А в юрте витал печально-сладкий запах тлеющего можжевельника, затухая, подрагивало пламя, и на коврах все шевелились существа, явившиеся сюда из бредового сна…

Утро пришло серенькое, с моросящим мелким дождем и порывами холодного ветра.

Послы, поднятые еще до света, поев горячего мяса и выпив водки, весело собирались в обратную дорогу. Три охранные сотни, которые должны были сопровождать их вплоть до юэчжской границы, уже стояли в походном строю. У коновязи перед юртой шаньюя под присмотром двух дюжих нукеров переминался с ноги на ногу взъерошенный Модэ. Он зябко сутулился и часто вздрагивал от дождевых капель, попадающих за ворот его поношенного кафтана. Он то и дело зевал, тер кулаком слипающиеся глаза, а в правой руке крепко сжимал мешочек с выигранными у Бальгура игральными костями.

Наконец, поддерживаемый смотрителем шаньюевой юрты, появился главный посол. Нукеры тотчас подхватили Модэ, усадили на коня, сели сами. Изрядно хмельной посол, опираясь на плечи слуг, взобрался в седло, взмахом руки дал знак трогаться. Одна охранная сотня умчалась вперед, две другие разошлись в стороны, и юэчжское посольство отбыло на родину, увозя с собой заложником сына главы державы Хунну.

Шаньюй не стал провожать сына, не простился с ним. Лишь когда посольский отряд отдалился настолько, что уже еле виднелся сквозь дымчатую кисею дождя, Тумань вышел из юрты и долго смотрел ему вслед, чувствуя, что совершил непоправимую ошибку, и в то же время оправдывая себя тем, что не мог поступить иначе…

Предвидение яньчжи сбылось с изумительной точностью. Едва Тумань успел закончить утреннюю трапезу, налетел и оборвался обезумевший конский топот, заржало, захрапело, и знакомый доброй половине хуннской державы голосище западного чжуки раздавил послышавшиеся было протесты караульных нукеров.

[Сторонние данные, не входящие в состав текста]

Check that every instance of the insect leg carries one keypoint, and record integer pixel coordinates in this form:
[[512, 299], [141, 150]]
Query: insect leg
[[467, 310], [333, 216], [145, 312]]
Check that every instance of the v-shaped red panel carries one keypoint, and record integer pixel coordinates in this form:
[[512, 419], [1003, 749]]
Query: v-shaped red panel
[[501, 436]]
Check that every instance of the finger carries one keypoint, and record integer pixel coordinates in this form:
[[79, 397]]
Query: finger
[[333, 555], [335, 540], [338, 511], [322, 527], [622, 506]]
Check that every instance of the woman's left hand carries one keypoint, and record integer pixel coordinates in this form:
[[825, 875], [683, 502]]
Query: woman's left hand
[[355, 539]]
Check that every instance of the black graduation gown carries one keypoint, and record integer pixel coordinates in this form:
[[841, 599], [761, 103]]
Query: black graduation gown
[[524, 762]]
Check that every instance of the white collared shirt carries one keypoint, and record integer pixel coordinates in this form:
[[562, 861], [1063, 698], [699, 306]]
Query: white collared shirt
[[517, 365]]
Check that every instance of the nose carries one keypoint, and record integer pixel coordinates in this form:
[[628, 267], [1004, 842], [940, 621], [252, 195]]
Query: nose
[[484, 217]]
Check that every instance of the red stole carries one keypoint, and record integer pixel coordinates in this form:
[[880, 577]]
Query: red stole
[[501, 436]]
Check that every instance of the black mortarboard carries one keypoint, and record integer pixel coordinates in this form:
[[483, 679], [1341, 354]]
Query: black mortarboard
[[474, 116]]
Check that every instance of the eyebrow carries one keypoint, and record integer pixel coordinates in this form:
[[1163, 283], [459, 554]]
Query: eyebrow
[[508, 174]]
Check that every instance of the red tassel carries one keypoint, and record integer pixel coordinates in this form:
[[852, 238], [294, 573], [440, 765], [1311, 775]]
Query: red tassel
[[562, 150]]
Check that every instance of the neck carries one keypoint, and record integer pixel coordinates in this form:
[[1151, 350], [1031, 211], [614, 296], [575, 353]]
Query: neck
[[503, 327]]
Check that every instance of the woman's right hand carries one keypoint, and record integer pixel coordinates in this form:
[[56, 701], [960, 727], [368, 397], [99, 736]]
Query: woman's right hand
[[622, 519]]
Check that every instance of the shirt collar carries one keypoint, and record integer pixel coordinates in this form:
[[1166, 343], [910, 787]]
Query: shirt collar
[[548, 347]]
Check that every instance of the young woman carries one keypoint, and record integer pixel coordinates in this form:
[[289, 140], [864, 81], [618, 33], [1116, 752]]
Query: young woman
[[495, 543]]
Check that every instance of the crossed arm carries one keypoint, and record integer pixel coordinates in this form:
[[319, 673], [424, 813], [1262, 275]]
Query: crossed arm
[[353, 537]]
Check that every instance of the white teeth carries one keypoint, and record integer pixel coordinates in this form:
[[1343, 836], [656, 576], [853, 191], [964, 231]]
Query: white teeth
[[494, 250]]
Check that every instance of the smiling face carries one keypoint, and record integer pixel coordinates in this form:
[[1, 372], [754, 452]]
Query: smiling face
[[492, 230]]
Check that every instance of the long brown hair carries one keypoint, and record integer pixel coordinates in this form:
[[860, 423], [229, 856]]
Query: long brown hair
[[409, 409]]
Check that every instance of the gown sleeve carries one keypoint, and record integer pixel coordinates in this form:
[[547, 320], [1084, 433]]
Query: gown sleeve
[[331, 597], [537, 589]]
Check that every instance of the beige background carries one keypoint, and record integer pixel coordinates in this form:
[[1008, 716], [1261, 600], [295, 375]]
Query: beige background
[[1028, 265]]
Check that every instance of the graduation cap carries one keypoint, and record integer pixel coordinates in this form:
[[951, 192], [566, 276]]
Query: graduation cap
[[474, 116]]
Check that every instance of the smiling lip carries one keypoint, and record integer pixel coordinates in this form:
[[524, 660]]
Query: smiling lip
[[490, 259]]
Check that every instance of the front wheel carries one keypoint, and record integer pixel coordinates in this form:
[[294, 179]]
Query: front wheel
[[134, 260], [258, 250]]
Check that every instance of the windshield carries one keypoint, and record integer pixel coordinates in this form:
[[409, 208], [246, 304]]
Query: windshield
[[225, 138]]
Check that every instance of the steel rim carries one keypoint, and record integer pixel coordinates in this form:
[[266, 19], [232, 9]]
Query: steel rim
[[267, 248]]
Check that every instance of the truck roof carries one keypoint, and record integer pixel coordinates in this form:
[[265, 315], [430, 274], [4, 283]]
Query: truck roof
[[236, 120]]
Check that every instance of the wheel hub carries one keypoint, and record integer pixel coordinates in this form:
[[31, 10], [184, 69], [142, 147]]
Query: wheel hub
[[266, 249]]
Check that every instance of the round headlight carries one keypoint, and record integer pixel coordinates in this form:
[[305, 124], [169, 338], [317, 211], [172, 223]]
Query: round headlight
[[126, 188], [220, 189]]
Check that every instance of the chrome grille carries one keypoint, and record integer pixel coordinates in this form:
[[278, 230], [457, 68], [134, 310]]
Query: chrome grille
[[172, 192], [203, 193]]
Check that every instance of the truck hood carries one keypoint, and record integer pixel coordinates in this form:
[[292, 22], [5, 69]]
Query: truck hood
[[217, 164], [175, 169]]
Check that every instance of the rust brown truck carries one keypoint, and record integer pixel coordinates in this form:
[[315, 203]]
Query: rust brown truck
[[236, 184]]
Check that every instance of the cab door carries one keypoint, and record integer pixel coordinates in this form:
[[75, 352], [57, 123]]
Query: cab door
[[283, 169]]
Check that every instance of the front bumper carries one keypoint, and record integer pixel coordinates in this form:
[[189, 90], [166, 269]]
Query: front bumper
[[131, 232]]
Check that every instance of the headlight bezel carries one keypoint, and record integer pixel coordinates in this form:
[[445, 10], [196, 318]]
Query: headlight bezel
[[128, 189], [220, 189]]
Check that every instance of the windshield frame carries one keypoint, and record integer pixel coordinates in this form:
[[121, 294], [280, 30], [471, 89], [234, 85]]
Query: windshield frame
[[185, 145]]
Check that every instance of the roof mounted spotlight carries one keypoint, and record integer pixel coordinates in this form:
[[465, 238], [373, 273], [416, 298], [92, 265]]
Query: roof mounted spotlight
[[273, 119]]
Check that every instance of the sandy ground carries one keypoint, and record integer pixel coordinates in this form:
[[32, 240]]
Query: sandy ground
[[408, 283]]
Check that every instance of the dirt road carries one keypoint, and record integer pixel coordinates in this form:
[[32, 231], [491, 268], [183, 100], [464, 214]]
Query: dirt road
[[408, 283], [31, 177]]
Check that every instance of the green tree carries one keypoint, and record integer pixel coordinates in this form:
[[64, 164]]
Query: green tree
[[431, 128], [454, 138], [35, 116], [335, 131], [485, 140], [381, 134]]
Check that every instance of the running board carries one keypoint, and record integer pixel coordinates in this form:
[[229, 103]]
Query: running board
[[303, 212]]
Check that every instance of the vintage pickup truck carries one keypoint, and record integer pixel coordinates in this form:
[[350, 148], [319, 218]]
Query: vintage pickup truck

Гийюй, сам, должно быть, не заметив того, оборвал входной полог и прямо с порога загремел:

– Шаньюй, ты отдал-таки Модэ бритоголовым!

– Да, отдал, – сдержанно ответил Тумань и крикнул – Эй, нукеры, вон от юрты на половину перестрела! – И усмехнулся, глядя на Гийюя: – Незачем им быть свидетелями того, как западный чжуки теряет лицо.

– Шаньюй, как ты мог? – От ярости чжуки не находил слов и только повторял – Как ты мог!..

– Да, я отдал своего сына и этим спас от гибели тысячи чужих сыновей, – шаньюй смотрел выжидательно и настороженно.

– А о чести хуннского народа ты думал, шаньюй? – чжуки разъяренным медведем навис над сидящим Туманем.

– Я думал о жизни хуннского народа, – невозмутимо парировал Тумань.

– Честь дороже жизни! – крикнул Гийюй, рубя ладонью воздух.

Тумань промолчал. Гийюй еще некоторое время пометался по обширной юрте шаныоя, сопя и пиная попадавшие под ноги ковровые подушки, и вдруг разом успокоился.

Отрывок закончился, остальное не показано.